Well, the husband is working through lunch again, so I guess no outfit picture until after five, AGAIN. Oh well. I am liking this blogging thing. I am liking the documenting-a-little-about-every-day thing.
The fashion blogging thing- I am having some thoughts about that. And I guess to describe them, I first need to tangent off to where those thoughts originated. Conversations like this:
Me: I want to do something.
McKay: Then do something.
McKay: What do you love?
Me: I don't know...
(I really did know what I loved). I think for some people, the married-them is just a continuation of the single-them. They keep doing what they do, they keep saying what they say and keep loving what they love. For me, it wasn't that 'smooth.' Before I got married, I focused a lot on the married-me. The wife, the mom, and all that that entailed. That's normal, I think. I mean, how could you not fantasize about married life when you have a hot fiance you're in love with and how could you not imagine being a mom to cute little kids someday? The problem was, I felt like being those two things took precedence over who I was and that I suddenly needed to change a lot. In some ways, I think that's good. Lots of things get sacrificed when you become a wife, lots more when you become a mom.
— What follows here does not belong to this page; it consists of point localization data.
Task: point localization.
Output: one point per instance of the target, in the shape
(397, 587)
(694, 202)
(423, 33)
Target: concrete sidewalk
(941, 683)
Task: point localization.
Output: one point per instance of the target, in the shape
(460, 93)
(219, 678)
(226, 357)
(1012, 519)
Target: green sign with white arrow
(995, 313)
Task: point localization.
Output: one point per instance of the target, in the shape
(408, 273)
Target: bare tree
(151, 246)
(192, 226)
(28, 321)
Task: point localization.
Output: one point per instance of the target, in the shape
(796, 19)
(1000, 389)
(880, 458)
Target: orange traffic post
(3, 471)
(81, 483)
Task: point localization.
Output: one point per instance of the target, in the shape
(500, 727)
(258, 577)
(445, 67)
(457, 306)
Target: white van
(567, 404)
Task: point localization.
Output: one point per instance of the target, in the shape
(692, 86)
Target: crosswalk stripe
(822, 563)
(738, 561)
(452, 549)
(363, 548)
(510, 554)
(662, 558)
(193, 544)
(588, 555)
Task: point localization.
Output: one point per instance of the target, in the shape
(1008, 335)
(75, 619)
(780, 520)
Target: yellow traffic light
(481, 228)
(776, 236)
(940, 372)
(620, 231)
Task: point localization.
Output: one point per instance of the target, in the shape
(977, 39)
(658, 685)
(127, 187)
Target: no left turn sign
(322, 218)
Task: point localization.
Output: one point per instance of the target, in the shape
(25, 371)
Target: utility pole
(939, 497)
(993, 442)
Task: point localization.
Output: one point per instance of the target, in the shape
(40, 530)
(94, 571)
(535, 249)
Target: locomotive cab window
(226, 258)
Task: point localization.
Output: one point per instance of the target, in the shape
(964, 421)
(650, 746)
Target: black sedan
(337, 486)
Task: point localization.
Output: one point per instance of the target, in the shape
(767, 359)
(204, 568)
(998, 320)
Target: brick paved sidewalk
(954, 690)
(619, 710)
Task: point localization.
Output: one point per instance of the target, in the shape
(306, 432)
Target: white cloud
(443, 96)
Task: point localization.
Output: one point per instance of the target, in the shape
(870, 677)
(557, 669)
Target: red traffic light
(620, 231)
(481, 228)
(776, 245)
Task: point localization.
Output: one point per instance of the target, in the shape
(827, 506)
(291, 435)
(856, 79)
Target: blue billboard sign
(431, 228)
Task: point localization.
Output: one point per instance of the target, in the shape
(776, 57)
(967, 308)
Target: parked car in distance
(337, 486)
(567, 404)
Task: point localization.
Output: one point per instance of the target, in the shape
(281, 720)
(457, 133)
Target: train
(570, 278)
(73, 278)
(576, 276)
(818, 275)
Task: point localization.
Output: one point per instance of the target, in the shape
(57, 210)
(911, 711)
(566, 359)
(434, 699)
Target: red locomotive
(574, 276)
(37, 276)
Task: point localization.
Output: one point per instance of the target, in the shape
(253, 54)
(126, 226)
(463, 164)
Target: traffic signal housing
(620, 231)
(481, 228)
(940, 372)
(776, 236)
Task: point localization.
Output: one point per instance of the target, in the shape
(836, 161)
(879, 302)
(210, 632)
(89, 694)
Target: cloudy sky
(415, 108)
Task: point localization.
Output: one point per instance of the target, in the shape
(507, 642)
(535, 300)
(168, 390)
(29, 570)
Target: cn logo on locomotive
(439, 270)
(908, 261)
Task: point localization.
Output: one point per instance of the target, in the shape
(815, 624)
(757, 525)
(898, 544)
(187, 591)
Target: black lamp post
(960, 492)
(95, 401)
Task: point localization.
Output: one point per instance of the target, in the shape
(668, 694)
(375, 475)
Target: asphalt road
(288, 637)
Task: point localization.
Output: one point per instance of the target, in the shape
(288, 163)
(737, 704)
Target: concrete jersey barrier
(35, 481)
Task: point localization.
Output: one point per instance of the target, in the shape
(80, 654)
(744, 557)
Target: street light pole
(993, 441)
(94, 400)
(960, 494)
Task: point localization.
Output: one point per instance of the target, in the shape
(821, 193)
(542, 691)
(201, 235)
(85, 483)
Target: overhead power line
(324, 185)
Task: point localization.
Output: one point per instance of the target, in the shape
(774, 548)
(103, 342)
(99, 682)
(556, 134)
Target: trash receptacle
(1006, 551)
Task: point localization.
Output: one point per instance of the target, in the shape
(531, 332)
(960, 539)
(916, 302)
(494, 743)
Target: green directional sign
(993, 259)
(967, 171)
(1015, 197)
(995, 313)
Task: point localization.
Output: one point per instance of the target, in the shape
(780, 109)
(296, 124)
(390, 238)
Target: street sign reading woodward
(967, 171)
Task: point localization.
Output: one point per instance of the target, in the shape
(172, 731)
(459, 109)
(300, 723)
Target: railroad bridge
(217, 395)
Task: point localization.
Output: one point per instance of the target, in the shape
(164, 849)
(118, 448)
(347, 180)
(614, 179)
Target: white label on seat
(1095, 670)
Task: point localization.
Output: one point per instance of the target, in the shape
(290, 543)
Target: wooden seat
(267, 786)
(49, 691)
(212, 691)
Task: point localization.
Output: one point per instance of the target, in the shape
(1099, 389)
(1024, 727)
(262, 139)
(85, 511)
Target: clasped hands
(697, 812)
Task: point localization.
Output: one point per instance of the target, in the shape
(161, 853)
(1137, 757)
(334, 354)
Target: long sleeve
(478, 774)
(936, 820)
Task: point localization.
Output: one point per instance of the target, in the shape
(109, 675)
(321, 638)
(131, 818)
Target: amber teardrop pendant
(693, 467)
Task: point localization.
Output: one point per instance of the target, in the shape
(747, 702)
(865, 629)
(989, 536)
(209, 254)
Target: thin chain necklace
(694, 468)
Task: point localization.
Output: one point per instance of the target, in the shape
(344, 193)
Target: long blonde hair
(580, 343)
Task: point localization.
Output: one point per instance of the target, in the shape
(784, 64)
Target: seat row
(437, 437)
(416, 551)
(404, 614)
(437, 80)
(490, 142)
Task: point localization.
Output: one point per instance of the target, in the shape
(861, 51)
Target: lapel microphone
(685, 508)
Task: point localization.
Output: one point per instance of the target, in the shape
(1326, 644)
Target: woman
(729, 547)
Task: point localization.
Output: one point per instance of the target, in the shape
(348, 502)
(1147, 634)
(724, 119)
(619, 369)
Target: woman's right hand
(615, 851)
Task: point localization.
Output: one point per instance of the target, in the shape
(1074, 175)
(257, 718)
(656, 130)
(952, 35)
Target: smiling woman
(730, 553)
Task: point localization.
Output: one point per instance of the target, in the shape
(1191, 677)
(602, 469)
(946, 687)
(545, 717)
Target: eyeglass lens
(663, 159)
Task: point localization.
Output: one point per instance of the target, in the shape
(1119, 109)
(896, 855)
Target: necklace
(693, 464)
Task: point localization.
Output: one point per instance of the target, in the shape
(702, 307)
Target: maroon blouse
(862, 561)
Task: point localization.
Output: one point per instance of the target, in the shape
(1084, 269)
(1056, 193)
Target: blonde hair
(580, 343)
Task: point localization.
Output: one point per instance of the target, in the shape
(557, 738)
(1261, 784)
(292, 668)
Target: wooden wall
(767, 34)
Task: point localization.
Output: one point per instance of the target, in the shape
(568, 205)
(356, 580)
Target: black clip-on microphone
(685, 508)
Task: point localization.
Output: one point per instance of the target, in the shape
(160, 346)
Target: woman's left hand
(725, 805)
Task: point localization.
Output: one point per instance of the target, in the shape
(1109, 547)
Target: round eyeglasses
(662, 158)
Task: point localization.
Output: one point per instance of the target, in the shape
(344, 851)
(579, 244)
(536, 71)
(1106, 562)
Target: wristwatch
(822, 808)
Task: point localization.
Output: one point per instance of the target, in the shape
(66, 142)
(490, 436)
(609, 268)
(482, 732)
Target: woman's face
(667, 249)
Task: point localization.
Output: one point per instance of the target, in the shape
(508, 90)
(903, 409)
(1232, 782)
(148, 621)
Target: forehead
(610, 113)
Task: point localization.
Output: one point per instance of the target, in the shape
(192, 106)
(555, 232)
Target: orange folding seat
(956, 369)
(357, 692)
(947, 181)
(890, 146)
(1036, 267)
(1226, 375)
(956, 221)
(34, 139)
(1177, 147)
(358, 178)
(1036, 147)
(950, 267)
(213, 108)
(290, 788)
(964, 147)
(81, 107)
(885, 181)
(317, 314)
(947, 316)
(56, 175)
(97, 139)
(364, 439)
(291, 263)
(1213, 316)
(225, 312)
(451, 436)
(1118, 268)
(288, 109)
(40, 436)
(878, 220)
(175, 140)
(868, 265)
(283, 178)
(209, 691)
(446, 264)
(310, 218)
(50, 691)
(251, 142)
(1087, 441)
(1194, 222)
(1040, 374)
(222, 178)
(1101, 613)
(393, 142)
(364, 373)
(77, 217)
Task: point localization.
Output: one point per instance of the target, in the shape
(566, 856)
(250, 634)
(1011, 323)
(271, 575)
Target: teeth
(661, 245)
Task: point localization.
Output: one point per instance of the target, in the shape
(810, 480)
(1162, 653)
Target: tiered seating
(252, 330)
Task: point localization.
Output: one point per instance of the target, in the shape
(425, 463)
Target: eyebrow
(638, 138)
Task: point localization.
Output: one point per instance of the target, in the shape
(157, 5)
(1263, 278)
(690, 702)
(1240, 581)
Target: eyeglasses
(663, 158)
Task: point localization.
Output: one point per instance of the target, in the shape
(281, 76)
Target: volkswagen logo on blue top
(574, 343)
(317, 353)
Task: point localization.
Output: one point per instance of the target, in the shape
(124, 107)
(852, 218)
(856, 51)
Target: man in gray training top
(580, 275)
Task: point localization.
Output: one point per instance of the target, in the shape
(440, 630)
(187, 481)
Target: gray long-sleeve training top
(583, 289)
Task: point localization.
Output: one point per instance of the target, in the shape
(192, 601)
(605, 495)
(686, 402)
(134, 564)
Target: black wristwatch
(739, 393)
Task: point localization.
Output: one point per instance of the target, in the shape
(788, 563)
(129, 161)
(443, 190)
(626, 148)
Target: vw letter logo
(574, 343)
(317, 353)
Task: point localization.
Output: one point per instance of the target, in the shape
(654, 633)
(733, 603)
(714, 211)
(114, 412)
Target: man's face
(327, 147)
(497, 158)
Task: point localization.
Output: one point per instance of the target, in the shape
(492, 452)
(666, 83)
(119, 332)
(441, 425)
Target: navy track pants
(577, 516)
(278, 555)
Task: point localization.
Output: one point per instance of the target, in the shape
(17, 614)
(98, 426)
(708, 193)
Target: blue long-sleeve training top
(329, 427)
It's the "good, better, best" way of thinking. Sacrifice something good for something better. In other ways, it was hard. Because being who you are and who you are becoming, should mesh- and I didn't know how to mesh them.
So I thought: since I'm married now, do I have to have a passion for cooking or sewing? And since then, I've learned this: definitely not, because that's not what makes me a wife or a mom.
The outcome is this,
The outcome is this,
Married life- love it. Mom life- love even MORE. Cooking? Like it. Folding laundry? Hate it. Kissing husband after work? LOVE it. Snuggling baby in the morning? Favorite thing.
Doing something I love even when it doesn't fit into the "wife/mom" category in my head? Required.
And this, you guys, is why I am doing a fashion blog at the moment. Because it's fun and I want to.
Pictures on the road by our house? Awkward
Finally getting to wear cute clothes? Exciting
Brothers think it's weird? Probably
Husband says 'daaang' sometimes? Awesome
Doing something just because it's me? Needed.